Auf die Pressemitteilung und den Dank des Bayerischen Staatsministers des Innern, für Sport und Integration, Joachim Herrmann, darf ebenfalls verwiesen werden.

Bayern darf zu Recht stolz auf seine hochmotivierten und in jeder Lage leistungsfähigen Feuerwehren sein!

16.08.2021

Von Seiten des Landes Rheinland-Pfalz wurde das Hilfeersuchen für die Ölwehreinheiten aus Bayern nochmals bis 22.08.2021 verlängert. Nach Annahme des Hilfeersuchens durch das StMI wurden nun die bisherigen Einsatzkräfte am 15.08.2021 durch ein Hilfeleistungskontingent mit Einsatzkräften der Stadt und des Landkreises Bamberg ausgetauscht. Dieses wird bis voraussichtlich 22.08.2021 die bisherigen Arbeiten im Zusammenhang mit der Ölwehr fortsetzen und damit dem Land Rheinland-Pfalz, dem Landkreis Ahrweiler und der Bevölkerung einen ganz wichtigen Dienst mit dieser fachlichen Komponente zur Ölabwehr erweisen. Ein Vorauskommando hatte sich bereits am 14.08.2021 mit den vor Ort befindlichen Einsatzkräften getroffen und den Einsatzbereich/Einsatzstellen übergeben bekommen.

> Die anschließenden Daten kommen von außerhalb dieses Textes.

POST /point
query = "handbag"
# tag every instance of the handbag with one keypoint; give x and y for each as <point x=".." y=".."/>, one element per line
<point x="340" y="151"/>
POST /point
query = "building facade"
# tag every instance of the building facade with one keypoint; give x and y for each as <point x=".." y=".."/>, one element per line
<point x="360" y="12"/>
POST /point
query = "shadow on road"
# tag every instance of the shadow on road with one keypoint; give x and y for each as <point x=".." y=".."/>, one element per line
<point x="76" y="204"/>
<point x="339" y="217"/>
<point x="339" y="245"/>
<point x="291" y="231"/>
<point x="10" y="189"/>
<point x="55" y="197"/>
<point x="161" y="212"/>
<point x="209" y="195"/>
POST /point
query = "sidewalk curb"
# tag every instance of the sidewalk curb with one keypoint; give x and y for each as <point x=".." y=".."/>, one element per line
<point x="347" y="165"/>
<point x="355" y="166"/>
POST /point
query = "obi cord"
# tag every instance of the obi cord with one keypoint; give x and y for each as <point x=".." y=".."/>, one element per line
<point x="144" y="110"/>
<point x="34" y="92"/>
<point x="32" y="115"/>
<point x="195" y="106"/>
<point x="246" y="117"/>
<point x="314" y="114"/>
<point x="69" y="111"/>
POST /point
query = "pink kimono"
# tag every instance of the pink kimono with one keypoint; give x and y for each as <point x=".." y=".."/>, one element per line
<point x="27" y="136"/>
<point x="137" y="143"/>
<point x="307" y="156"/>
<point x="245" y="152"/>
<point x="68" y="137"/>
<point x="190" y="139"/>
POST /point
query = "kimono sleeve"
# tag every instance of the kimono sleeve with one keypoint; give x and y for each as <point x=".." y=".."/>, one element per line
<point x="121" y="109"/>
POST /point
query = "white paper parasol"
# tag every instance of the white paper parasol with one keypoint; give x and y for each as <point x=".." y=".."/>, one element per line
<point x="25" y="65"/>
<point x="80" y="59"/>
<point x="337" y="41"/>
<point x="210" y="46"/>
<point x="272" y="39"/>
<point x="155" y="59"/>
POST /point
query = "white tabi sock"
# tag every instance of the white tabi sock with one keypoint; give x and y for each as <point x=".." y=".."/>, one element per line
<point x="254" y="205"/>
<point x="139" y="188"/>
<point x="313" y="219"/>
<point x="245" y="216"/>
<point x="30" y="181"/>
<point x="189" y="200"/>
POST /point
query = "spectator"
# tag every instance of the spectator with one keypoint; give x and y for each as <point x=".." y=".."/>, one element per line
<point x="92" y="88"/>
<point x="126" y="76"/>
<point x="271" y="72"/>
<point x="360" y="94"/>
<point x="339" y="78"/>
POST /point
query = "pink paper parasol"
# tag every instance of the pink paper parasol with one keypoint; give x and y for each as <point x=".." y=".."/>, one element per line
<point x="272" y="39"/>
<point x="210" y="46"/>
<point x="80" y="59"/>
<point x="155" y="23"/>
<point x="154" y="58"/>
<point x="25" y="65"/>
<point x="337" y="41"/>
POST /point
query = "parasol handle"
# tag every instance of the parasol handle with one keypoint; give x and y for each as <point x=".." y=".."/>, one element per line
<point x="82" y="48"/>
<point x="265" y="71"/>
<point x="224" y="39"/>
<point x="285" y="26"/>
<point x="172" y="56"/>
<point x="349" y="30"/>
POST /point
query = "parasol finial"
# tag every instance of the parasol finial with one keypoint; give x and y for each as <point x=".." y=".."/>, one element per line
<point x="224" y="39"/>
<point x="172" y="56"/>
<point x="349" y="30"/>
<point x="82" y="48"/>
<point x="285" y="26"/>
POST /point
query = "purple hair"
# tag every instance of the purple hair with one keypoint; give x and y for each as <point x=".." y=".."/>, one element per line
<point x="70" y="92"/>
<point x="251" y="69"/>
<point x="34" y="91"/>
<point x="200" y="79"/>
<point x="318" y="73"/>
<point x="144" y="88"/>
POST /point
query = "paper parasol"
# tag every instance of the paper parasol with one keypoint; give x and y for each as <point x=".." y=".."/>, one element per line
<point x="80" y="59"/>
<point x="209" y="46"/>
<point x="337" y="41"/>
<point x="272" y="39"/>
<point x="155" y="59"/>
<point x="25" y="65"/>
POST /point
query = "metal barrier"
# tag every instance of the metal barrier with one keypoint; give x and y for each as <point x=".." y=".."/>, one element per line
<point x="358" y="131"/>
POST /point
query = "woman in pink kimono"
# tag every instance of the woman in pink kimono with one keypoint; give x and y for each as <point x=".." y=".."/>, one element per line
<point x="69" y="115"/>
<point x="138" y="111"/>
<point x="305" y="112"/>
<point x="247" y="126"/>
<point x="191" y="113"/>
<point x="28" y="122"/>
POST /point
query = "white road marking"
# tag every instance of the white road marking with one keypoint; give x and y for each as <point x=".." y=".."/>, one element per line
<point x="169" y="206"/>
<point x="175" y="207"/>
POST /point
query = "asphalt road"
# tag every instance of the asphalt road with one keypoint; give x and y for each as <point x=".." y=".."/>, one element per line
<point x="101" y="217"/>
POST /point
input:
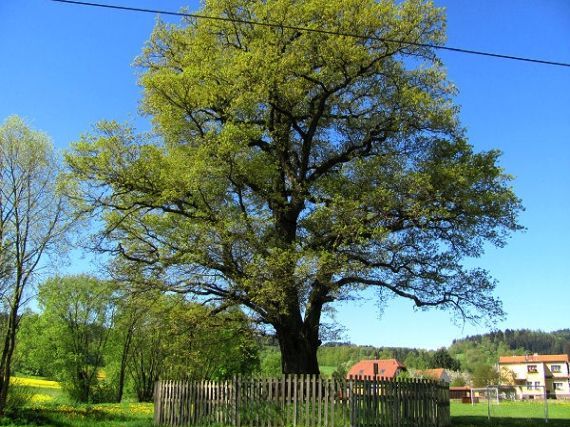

Den abgelösten Einsatzkräften sei auch auf diesem Wege ein herzliches Dankeschön gesagt und den neuen Einsatzkräften wünschen wir einen guten Einsatz und das alle wieder gesund nach Hause kommen.

06.08.2021

Nach Auskunft des StMI wurde der Einsatz der Ölwehreinheiten bis voraussichtlich 15.08.2021 jeweils mit interner Ablösung, die von den jeweils zuständigen Regierungen (Unterfranken, Oberpfalz, Niederbayern und Oberbayern) in Zusammenarbeit mit den SBR/KBR organisiert wird, verlängert.

Derzeit wird das Gesamtkontingent von der Staatlichen Feuerwehrschule Würzburg geführt.

Allen eingesetzten Kameraden/innen zum wiederholten Male größtes Lob und höchste Anerkennung für ihre hervorragende Arbeit und eine gesunde und sichere Rückkehr.

02.08.2021

Insgesamt stabilisiert sich die Lage weiter und die Strukturen und Abläufe greifen in allen Bereichen mehr und mehr.

So ist bereits in Teilen der verwüsteten Orte sowohl die Strom- als auch die Wasserversorgung wiederhergestellt. Auch die Versorgung der Bevölkerung mit Gütern des täglichen Bedarfs, aber auch spezieller, lageangepasster Ausstattung, insbesondere aus dem Baubereich, greift zusehends.

Wie geplant sind die Hilfeleistungskontingente aus dem Landkreis Rosenheim und Eichstätt sowie dem Landkreis Günzburg und der Stadt Neu-Ulm am 30.07.2021 wieder nach Hause gefahren, nachdem sie ihre Einsatzaufträge erfolgreich abarbeiten konnten.

Am 27.07.2021 wurden dann aus Rheinland-Pfalz weitere, spezielle Einheiten zur Ölwehr angefordert. Am 28.07.2021 hat dann das StMI entschieden, Ölwehreinheiten aus vier verschiedenen Regierungsbezirken zusammenzuziehen und unter der Führung der Staatlichen Feuerwehrschule Würzburg ab 30.07.2021 zu entsenden. Der Einsatz selbst wurde bis 06.08.2021 angefordert. Ein Personalaustausch wurde intern organisiert.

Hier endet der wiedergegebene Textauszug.